Revised EDM Model Notes
                               18-25 February 1999
                                   Rob Kennedy


I) Collections API
II) Using the Handle/Body idiom to minimize copies
III) Root Branches and I/O

---------------------------

I) Collections API

	The revised EDM incorporates much of the Collection/Predicate concepts
developed to support the CDF Track and TrackCollection classes. The use-cases
here provide a more generic description of the StorableCollection APIs, and
explores the result of adding that API to the EventRecord itself. To avoid
confusion with the CDFTrack design, I will use a MuonSet as the basis for the
use cases.

As with the CDFTrackCollection, each StorableCollection has, if appropriate:

	1) forward iteration (no universal support for reverse iteration)
	2) begin(), end()
	3) Iterator::peek_ahead(), is_valid(), prefix and postfix operator ++()
	4) insert(), append(), erase(), removeIf(), clear()
	5) [](), front(), back(), size(), empty()
	6) sort(), find(), print()
	7) Accessors returning a const/non-const reference to an element
	8) Support binary comparisons for element sorting
	9) Support unary predicates for element selection

StorableCollections store by value. Collections which store by reference and
which do not own the objects referred are StorableCollectionViews. Collections
which store by reference and which do own the objects referred to are
StorableRefCollections.

To support this in the EventRecord, StorableObjects must have methods to return
their name, number, version (of object data format), CreatorId (Module class),
AbsParmSetId (Module instance), and any other desirable selection or sorting
criteria.

EventRecord::RankByName       : StorableObject::Comparison
EventRecord::RankByNameNumber : StorableObject::Comparison
EventRecord::RankByCreatorId  : StorableObject::Comparison

EventRecord::SelectAll(void)        : StorableObject::Predicate
EventRecord::SelectByName(string)   : StorableObject::Predicate
EventRecord::SelectByNumber(int)    : StorableObject::Predicate
EventRecord::SelectByVersion(int)   : StorableObject::Predicate
EventRecord::SelectByCreatorId(int) : StorableObject::Predicate
EventRecord::SelectByAbsParmSetId(int) : StorableObject::Predicate


Example 1) Create a StorableMuonSet

class StorableMuonSet: public StorableSet ;  // typedef StorableSet<Muon>
StorableMuonSet mygoldmus ;

// BEGIN Loop over tracks, to determine if a muon candidate
  if (current_track.is_golden_muon_candidate())
    { Muon tempmuon(current_track) ;
      mygoldmus.insert(tempmoun) ;
    }

// END LOOP... mygoldmus now contains muons by value

Example 2) Select Muons in a collection

for (Iterator iter = mygoldmus.begin(Muon::PtGreaterThan(4.0)) ;
     iter != mygoldmus.end() ;
     ++iter)
  {
    // treat muons with Pt > 4.0
  }

	Do we really want to approach selection by supplying arguments to
begin()? Consider the alternative approach I implemented in Trybos:

for (Iterator iter = mygoldmus.find_first(Muon::PtGreaterThan(4.0)) ;
     iter.is_valid() ;
     iter = mygoldmus.find_next(iter, Muon::PtGreaterThan(4.0)))
  {
    // treat muons with Pt > 4.0
  }

The Trybos approach seems to me to be clumsier. It has the advantage that the
iterator is clearly defined in its role at all times, but then it does even less
that a pointer since it does not iterate itself. I solved this with EventRecord
iterators by creating two iterator classes. I could just as easily have used the
CdfTrackCollection approach instead, permitting iteration using one iteration
class over all banks, same name banks, or more exotic criteria. I can easily
re-implement the old iterator classes with the one new-style iterator class.
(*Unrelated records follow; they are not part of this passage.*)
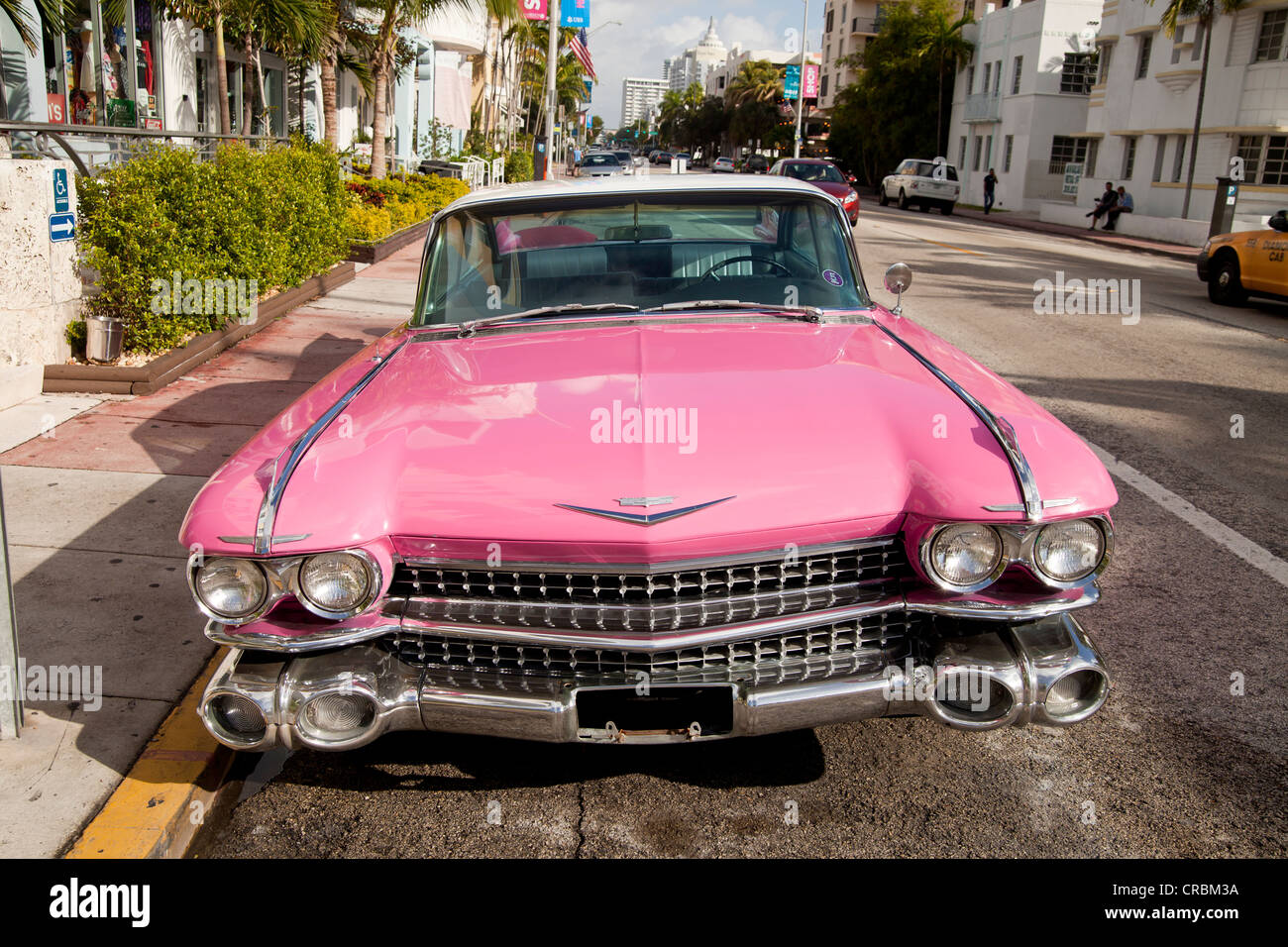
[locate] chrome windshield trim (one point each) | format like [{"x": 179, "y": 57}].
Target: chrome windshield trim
[
  {"x": 999, "y": 427},
  {"x": 284, "y": 464}
]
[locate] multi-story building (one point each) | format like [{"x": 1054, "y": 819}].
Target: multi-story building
[
  {"x": 640, "y": 97},
  {"x": 1140, "y": 124},
  {"x": 695, "y": 63},
  {"x": 848, "y": 27},
  {"x": 153, "y": 72},
  {"x": 1020, "y": 103}
]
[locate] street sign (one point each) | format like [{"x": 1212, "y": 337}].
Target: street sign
[
  {"x": 62, "y": 198},
  {"x": 62, "y": 227}
]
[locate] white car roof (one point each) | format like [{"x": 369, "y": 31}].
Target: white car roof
[{"x": 627, "y": 185}]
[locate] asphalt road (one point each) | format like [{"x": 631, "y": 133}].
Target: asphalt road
[{"x": 1175, "y": 764}]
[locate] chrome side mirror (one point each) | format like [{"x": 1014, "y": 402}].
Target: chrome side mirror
[{"x": 897, "y": 279}]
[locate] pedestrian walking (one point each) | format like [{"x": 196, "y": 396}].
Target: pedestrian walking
[
  {"x": 1124, "y": 205},
  {"x": 1107, "y": 200}
]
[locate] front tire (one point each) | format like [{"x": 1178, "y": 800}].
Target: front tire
[{"x": 1224, "y": 283}]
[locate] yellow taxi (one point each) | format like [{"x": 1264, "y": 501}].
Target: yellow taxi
[{"x": 1250, "y": 263}]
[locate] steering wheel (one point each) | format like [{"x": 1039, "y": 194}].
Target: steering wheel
[{"x": 721, "y": 264}]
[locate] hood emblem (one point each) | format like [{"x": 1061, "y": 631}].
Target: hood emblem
[{"x": 643, "y": 518}]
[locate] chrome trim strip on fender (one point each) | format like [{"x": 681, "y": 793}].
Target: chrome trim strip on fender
[
  {"x": 999, "y": 427},
  {"x": 295, "y": 454}
]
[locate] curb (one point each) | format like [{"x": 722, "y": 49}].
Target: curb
[
  {"x": 146, "y": 379},
  {"x": 162, "y": 801}
]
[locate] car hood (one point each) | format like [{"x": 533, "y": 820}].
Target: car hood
[{"x": 812, "y": 433}]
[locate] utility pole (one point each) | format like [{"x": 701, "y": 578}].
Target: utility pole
[
  {"x": 800, "y": 84},
  {"x": 552, "y": 67}
]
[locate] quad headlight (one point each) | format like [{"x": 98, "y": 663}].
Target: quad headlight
[
  {"x": 1069, "y": 551},
  {"x": 335, "y": 582},
  {"x": 231, "y": 589},
  {"x": 965, "y": 556}
]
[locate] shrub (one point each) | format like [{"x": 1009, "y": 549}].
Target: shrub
[
  {"x": 380, "y": 208},
  {"x": 274, "y": 217}
]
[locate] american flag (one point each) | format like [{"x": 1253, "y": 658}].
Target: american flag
[{"x": 583, "y": 52}]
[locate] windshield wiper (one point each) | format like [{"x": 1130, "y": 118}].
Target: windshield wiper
[
  {"x": 809, "y": 313},
  {"x": 475, "y": 325}
]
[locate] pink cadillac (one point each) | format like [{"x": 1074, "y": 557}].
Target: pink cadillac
[{"x": 648, "y": 464}]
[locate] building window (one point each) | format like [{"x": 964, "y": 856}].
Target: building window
[
  {"x": 1078, "y": 73},
  {"x": 1146, "y": 44},
  {"x": 1270, "y": 40},
  {"x": 1065, "y": 150},
  {"x": 1128, "y": 158},
  {"x": 1265, "y": 158}
]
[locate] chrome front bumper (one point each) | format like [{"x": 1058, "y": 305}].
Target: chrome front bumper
[{"x": 1019, "y": 667}]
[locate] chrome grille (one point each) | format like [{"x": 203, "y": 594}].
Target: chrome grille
[
  {"x": 855, "y": 646},
  {"x": 635, "y": 598}
]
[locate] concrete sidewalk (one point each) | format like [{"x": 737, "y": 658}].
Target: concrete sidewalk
[
  {"x": 1014, "y": 219},
  {"x": 95, "y": 488}
]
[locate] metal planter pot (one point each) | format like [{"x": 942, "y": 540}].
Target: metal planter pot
[{"x": 103, "y": 338}]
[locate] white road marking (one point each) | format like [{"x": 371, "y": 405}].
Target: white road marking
[{"x": 1215, "y": 530}]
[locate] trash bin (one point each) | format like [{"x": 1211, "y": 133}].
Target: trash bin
[{"x": 103, "y": 337}]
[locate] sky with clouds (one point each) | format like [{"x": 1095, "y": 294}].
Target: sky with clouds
[{"x": 655, "y": 30}]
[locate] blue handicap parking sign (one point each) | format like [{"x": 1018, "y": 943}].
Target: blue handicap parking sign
[
  {"x": 62, "y": 197},
  {"x": 62, "y": 227}
]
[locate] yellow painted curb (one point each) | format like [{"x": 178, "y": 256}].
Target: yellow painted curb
[{"x": 161, "y": 801}]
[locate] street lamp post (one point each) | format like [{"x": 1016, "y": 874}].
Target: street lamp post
[{"x": 800, "y": 84}]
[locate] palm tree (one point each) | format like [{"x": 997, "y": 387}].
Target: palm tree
[
  {"x": 209, "y": 16},
  {"x": 1207, "y": 13},
  {"x": 943, "y": 43},
  {"x": 390, "y": 18}
]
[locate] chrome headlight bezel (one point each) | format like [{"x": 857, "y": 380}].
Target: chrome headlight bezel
[
  {"x": 369, "y": 565},
  {"x": 194, "y": 587},
  {"x": 927, "y": 545},
  {"x": 282, "y": 578},
  {"x": 1019, "y": 543}
]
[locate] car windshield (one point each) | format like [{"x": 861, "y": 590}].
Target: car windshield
[
  {"x": 510, "y": 257},
  {"x": 803, "y": 171}
]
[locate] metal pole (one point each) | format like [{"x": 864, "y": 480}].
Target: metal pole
[
  {"x": 11, "y": 684},
  {"x": 552, "y": 67},
  {"x": 800, "y": 84}
]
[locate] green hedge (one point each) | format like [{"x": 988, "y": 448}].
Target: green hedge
[
  {"x": 384, "y": 206},
  {"x": 274, "y": 217}
]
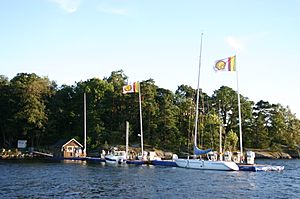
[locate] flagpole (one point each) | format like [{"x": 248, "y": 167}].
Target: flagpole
[
  {"x": 141, "y": 120},
  {"x": 239, "y": 109},
  {"x": 84, "y": 113},
  {"x": 198, "y": 90}
]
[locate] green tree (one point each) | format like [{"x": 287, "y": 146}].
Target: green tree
[{"x": 30, "y": 93}]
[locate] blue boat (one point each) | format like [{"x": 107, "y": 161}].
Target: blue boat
[
  {"x": 137, "y": 162},
  {"x": 167, "y": 163},
  {"x": 259, "y": 167}
]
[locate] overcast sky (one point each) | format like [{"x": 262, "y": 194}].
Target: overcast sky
[{"x": 73, "y": 40}]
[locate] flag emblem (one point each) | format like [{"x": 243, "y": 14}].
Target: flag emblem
[
  {"x": 131, "y": 88},
  {"x": 227, "y": 64},
  {"x": 220, "y": 65}
]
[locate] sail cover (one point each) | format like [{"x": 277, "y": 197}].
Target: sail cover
[{"x": 198, "y": 151}]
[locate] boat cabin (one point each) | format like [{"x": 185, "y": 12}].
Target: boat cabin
[{"x": 72, "y": 149}]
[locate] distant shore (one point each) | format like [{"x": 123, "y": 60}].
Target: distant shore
[{"x": 259, "y": 154}]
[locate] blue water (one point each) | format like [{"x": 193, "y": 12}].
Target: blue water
[{"x": 96, "y": 180}]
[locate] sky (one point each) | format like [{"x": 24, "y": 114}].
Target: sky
[{"x": 75, "y": 40}]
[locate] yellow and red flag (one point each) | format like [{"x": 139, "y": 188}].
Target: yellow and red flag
[
  {"x": 131, "y": 88},
  {"x": 227, "y": 64}
]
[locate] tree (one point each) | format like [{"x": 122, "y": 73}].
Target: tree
[
  {"x": 227, "y": 99},
  {"x": 30, "y": 93}
]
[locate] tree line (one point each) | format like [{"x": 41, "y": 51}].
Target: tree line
[{"x": 36, "y": 109}]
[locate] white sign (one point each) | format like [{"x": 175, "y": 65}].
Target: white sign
[{"x": 22, "y": 144}]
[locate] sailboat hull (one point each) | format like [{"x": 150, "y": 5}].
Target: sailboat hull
[{"x": 207, "y": 165}]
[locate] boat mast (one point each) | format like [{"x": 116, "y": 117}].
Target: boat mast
[
  {"x": 198, "y": 91},
  {"x": 141, "y": 120},
  {"x": 84, "y": 115},
  {"x": 240, "y": 117},
  {"x": 127, "y": 138}
]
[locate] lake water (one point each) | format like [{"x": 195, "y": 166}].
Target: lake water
[{"x": 97, "y": 180}]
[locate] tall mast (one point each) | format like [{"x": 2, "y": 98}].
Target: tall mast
[
  {"x": 240, "y": 117},
  {"x": 141, "y": 120},
  {"x": 198, "y": 91},
  {"x": 84, "y": 113}
]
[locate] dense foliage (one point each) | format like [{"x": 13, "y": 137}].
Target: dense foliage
[{"x": 36, "y": 109}]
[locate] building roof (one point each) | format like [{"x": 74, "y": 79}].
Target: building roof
[{"x": 73, "y": 139}]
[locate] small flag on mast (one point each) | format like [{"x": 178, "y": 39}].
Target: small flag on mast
[
  {"x": 227, "y": 64},
  {"x": 131, "y": 88}
]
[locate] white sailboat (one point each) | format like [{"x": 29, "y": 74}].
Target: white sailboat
[{"x": 201, "y": 163}]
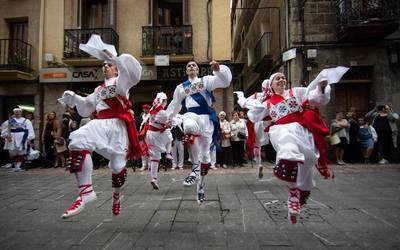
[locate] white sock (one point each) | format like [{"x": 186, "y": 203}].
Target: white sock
[{"x": 154, "y": 169}]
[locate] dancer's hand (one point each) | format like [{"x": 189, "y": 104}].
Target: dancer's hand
[
  {"x": 323, "y": 86},
  {"x": 214, "y": 65}
]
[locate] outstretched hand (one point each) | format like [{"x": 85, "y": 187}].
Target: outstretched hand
[
  {"x": 323, "y": 86},
  {"x": 214, "y": 65}
]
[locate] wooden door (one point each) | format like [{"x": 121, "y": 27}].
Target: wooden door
[{"x": 352, "y": 95}]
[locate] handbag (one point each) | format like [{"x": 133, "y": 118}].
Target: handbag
[{"x": 334, "y": 139}]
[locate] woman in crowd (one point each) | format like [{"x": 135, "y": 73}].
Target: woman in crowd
[
  {"x": 51, "y": 131},
  {"x": 239, "y": 136},
  {"x": 384, "y": 122},
  {"x": 366, "y": 136},
  {"x": 340, "y": 127}
]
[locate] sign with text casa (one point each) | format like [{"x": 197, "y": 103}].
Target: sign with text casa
[{"x": 85, "y": 74}]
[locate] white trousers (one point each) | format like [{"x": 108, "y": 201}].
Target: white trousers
[{"x": 177, "y": 154}]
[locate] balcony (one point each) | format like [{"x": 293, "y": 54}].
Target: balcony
[
  {"x": 262, "y": 53},
  {"x": 366, "y": 19},
  {"x": 73, "y": 37},
  {"x": 167, "y": 40},
  {"x": 15, "y": 60}
]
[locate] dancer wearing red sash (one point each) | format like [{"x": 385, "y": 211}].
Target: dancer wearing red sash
[
  {"x": 297, "y": 132},
  {"x": 157, "y": 136},
  {"x": 113, "y": 134}
]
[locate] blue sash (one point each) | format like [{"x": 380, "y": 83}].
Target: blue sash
[{"x": 204, "y": 109}]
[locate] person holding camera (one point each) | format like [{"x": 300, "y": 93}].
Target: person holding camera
[
  {"x": 238, "y": 139},
  {"x": 384, "y": 122}
]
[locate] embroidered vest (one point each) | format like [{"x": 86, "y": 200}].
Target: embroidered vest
[{"x": 283, "y": 108}]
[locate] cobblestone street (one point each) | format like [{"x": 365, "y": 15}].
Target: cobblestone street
[{"x": 359, "y": 209}]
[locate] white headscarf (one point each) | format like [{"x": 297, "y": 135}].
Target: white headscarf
[{"x": 160, "y": 97}]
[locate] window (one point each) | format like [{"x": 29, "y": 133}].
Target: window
[
  {"x": 168, "y": 12},
  {"x": 96, "y": 14}
]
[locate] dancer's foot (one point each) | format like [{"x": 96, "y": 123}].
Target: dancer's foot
[
  {"x": 200, "y": 198},
  {"x": 154, "y": 183},
  {"x": 190, "y": 179},
  {"x": 293, "y": 205},
  {"x": 260, "y": 173},
  {"x": 304, "y": 195},
  {"x": 116, "y": 204},
  {"x": 79, "y": 204}
]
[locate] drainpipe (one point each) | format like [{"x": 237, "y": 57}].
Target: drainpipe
[
  {"x": 209, "y": 56},
  {"x": 304, "y": 73}
]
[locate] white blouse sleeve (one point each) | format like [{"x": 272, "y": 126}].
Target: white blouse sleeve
[
  {"x": 176, "y": 104},
  {"x": 257, "y": 112},
  {"x": 220, "y": 79},
  {"x": 85, "y": 105},
  {"x": 129, "y": 71}
]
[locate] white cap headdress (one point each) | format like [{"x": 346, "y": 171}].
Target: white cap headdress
[
  {"x": 95, "y": 47},
  {"x": 160, "y": 97},
  {"x": 17, "y": 109}
]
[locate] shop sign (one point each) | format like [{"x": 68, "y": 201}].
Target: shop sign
[
  {"x": 178, "y": 72},
  {"x": 71, "y": 75},
  {"x": 87, "y": 74},
  {"x": 289, "y": 55},
  {"x": 149, "y": 73},
  {"x": 55, "y": 75}
]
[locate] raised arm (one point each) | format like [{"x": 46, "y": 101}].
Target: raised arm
[
  {"x": 85, "y": 105},
  {"x": 129, "y": 72},
  {"x": 221, "y": 77},
  {"x": 176, "y": 104},
  {"x": 318, "y": 92}
]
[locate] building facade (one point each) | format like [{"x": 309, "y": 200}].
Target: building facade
[
  {"x": 162, "y": 34},
  {"x": 302, "y": 37}
]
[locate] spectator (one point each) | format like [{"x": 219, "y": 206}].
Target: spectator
[
  {"x": 351, "y": 151},
  {"x": 366, "y": 136},
  {"x": 74, "y": 115},
  {"x": 340, "y": 127},
  {"x": 239, "y": 136},
  {"x": 66, "y": 123},
  {"x": 225, "y": 154},
  {"x": 384, "y": 122},
  {"x": 51, "y": 131},
  {"x": 143, "y": 118}
]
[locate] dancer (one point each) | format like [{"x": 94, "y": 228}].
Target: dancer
[
  {"x": 157, "y": 136},
  {"x": 113, "y": 135},
  {"x": 257, "y": 138},
  {"x": 144, "y": 117},
  {"x": 200, "y": 123},
  {"x": 177, "y": 143},
  {"x": 17, "y": 132},
  {"x": 297, "y": 132}
]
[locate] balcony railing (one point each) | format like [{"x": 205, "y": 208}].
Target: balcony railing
[
  {"x": 73, "y": 37},
  {"x": 262, "y": 52},
  {"x": 167, "y": 40},
  {"x": 15, "y": 54},
  {"x": 364, "y": 12}
]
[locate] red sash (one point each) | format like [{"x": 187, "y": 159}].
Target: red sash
[
  {"x": 119, "y": 108},
  {"x": 251, "y": 138},
  {"x": 311, "y": 120}
]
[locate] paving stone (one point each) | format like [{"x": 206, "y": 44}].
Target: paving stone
[{"x": 240, "y": 212}]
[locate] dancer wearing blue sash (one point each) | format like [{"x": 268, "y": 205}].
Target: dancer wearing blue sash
[
  {"x": 200, "y": 123},
  {"x": 17, "y": 132}
]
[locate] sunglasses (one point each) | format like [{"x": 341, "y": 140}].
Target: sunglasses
[{"x": 191, "y": 65}]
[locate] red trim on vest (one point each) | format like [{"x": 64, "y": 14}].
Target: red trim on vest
[{"x": 119, "y": 108}]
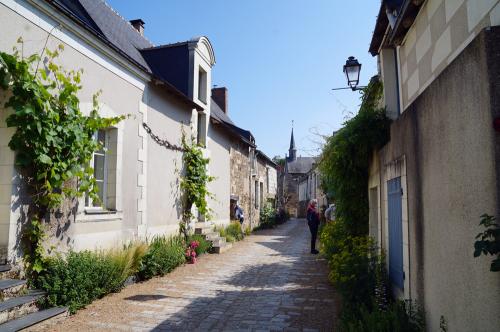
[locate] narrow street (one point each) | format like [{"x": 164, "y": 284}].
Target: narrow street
[{"x": 269, "y": 281}]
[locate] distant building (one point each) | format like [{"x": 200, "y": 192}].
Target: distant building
[
  {"x": 296, "y": 170},
  {"x": 253, "y": 175}
]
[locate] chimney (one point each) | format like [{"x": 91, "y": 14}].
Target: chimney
[
  {"x": 138, "y": 24},
  {"x": 219, "y": 95}
]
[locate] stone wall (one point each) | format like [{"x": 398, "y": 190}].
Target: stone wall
[
  {"x": 240, "y": 173},
  {"x": 445, "y": 150}
]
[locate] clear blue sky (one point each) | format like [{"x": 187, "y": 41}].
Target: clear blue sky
[{"x": 278, "y": 58}]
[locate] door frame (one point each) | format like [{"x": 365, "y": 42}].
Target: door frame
[{"x": 394, "y": 169}]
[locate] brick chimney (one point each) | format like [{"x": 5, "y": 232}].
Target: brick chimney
[
  {"x": 138, "y": 24},
  {"x": 219, "y": 95}
]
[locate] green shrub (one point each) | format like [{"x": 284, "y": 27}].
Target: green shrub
[
  {"x": 77, "y": 279},
  {"x": 164, "y": 255},
  {"x": 345, "y": 159},
  {"x": 267, "y": 218},
  {"x": 234, "y": 230},
  {"x": 399, "y": 316},
  {"x": 204, "y": 245},
  {"x": 230, "y": 238}
]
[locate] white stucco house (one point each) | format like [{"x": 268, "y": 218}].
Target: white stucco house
[{"x": 161, "y": 87}]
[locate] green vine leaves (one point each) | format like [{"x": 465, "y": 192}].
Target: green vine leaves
[
  {"x": 194, "y": 181},
  {"x": 488, "y": 242},
  {"x": 53, "y": 140}
]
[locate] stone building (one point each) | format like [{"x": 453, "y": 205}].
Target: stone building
[
  {"x": 309, "y": 188},
  {"x": 164, "y": 88},
  {"x": 253, "y": 175},
  {"x": 440, "y": 171}
]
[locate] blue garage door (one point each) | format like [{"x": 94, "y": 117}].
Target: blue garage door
[{"x": 394, "y": 193}]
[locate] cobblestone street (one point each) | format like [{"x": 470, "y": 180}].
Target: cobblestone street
[{"x": 269, "y": 281}]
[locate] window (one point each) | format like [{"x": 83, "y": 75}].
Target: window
[
  {"x": 202, "y": 85},
  {"x": 104, "y": 162},
  {"x": 201, "y": 129},
  {"x": 261, "y": 192},
  {"x": 256, "y": 195},
  {"x": 267, "y": 179},
  {"x": 99, "y": 163}
]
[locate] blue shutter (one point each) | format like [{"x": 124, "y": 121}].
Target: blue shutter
[{"x": 394, "y": 194}]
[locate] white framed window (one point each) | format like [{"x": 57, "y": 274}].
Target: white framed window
[
  {"x": 201, "y": 134},
  {"x": 202, "y": 85},
  {"x": 104, "y": 163}
]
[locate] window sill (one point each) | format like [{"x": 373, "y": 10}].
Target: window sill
[
  {"x": 94, "y": 211},
  {"x": 95, "y": 215}
]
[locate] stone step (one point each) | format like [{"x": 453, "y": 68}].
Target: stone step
[
  {"x": 32, "y": 319},
  {"x": 222, "y": 248},
  {"x": 212, "y": 236},
  {"x": 11, "y": 287},
  {"x": 6, "y": 271},
  {"x": 19, "y": 306},
  {"x": 203, "y": 230},
  {"x": 218, "y": 242}
]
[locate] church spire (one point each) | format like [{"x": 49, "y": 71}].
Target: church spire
[{"x": 292, "y": 152}]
Example 3) Select Muons in a collection, capture as a view

MuonSetView myhardgoldmus = mygoldmus.createView(PtGreaterThan(4.0));

Example 4) Sort Muons in a collection

mygoldmus.sort(Muon::RankByPt) ;

Example 5) Sort Muons in a view, underlying collection left undisturbed

myhardgoldmus.sort(Muon::RankByPt) ;

Example 6) Sort Muons in a collection, affects dependent view

Suppose mygoldmus is initially by Pt...

MuonSetView myhardgoldmus = mygoldmus.createView(PtGreaterThan(4.0));
mygoldmus.sort(Muon::RankByPt) ;

	Now, myhardgoldmus contains pointers to values which have changed. It
is no longer in a well-defined state... especially if a Muon is dropped from
the MuonSet. The view must be reformed in order to be in a usable state. This
points out the advantages and limitations of Views. A View minimizes storage
space for overlapping collections by sharing elements Views can also minimize
the CPU time used to re-order elements in some data structures. They are most
useful when a master collection by value is used as a static (for the lifetime
of the dependent Views) repository of all elements.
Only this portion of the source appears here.